El panorama en general muestra que en el sector productivo los profesionales de hoy se están enfrentando con tiempos de labor mucho más cortos. Sin saber exactamente si se trata de un agotamiento frente al aprendizaje en la empresa en relación con lo que pasa en el entorno, en Australia, explicó Khalifa, quienes no sobrepasan los 25 años de edad están durando en promedio un año y ocho meses en sus puestos de trabajo.

De allí que resulta clave empezar la formación en innovación desde las primeras instancias formativas.

En efecto, en el país de los canguros la ciencia médica está avanzando de manera relevante. Las impresoras 3D, que hasta la década pasada aún tenían cierto halo de misterio sobre sus alcances, y con las que hoy –refirió el CEO- se están haciendo partes del cuerpo, están siendo llevadas a los colegios para que niños de ocho años de edad se empiecen a familiarizar no sólo con el funcionamiento como tal, sino también con los interrogantes que suscita el uso de la tecnología.

Para Khalifa, el emprendimiento de hoy no solo está requiriendo innovación, sino también el acompañamiento de habilidades blandas. De hecho, iAccelerate, que apoya esas ideas sobre modelos de negocio con perfil escalable –una de las condiciones más evaluada-, realiza cursos de comunicación. Y es que muchos emprendimientos se quedan en el camino al no ser bien ‘vendidos’ ante los inversionistas, quienes a su vez lo que hoy reclaman es que los titulares de las ideas no vayan por el dinero sino más bien por una convicción.

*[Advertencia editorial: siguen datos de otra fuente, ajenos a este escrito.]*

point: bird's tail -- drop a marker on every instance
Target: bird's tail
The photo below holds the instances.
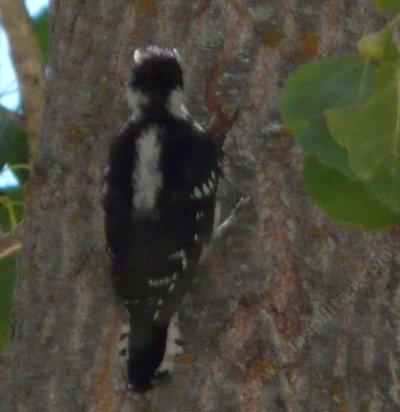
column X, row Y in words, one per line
column 148, row 351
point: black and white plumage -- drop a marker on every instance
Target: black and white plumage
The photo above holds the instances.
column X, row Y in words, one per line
column 159, row 200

Con los llamados parques tecnológicos Colombia está en el camino de hacer la tarea, pero es mucho el camino que le falta por recorrer.

Los protagonistas e incluso parte de la infraestructura en I&D están apareciendo. Sin embargo, asegura el Subsecretario de Desarrollo Económico del Distrito, Erick Behar, debe existir el andamiaje que permita que tras la innovación haya un ecosistema para el mismo.

Las universidades juegan quizá el papel más preponderante dentro de la investigación. Pero si no están dadas las condiciones para la transferencia, para las alianzas con instituciones técnicas o tecnológicas, lo que ocurre es un aislamiento entre los distintos actores, con el agravante de que se puede invertir en ciertos puntos acentuando la desconexión y evitando el espíritu que caracteriza los ecosistemas. Incluso, afirma Behar, resulta procedente apuntar a las empresas y sectores blandos para nivelarlos a que se puedan integrar con los que tienen más capacidad de I&D.

La Asociación Nacional de Empresarios de Colombia, ANDI, le está apuntando a dos blancos esenciales a efectos de potenciar la innovación para el emprendimiento.

El montaje de un sistema de gestión de innovación y la co-financiación de prototipos con los recursos de regalías.

En relación con la gestión, esta no se puede quedar en los organigramas, explica el gerente de la ANDI Bogotá-Cundinamarca, Camilo Montes. Y asegura que no basta con la existencia de un director de I&D, sino que se aterricen las cosas a un nivel más táctico y operativo, y haya claridad –por ejemplo- sobre cuántos productos o servicios se van a lanzar en el siguiente trimestre, o cuántos en un año.

Y con los recursos de regalías co-financiar prototipos, que a su vez sean la representación física de la innovación del sector empresarial a través de productos y servicios. El desarrollo de los prototipos tendría que hacerse en alianza con emprendedores, y con grupos de investigación y de desarrollo tecnológico de las ciudades.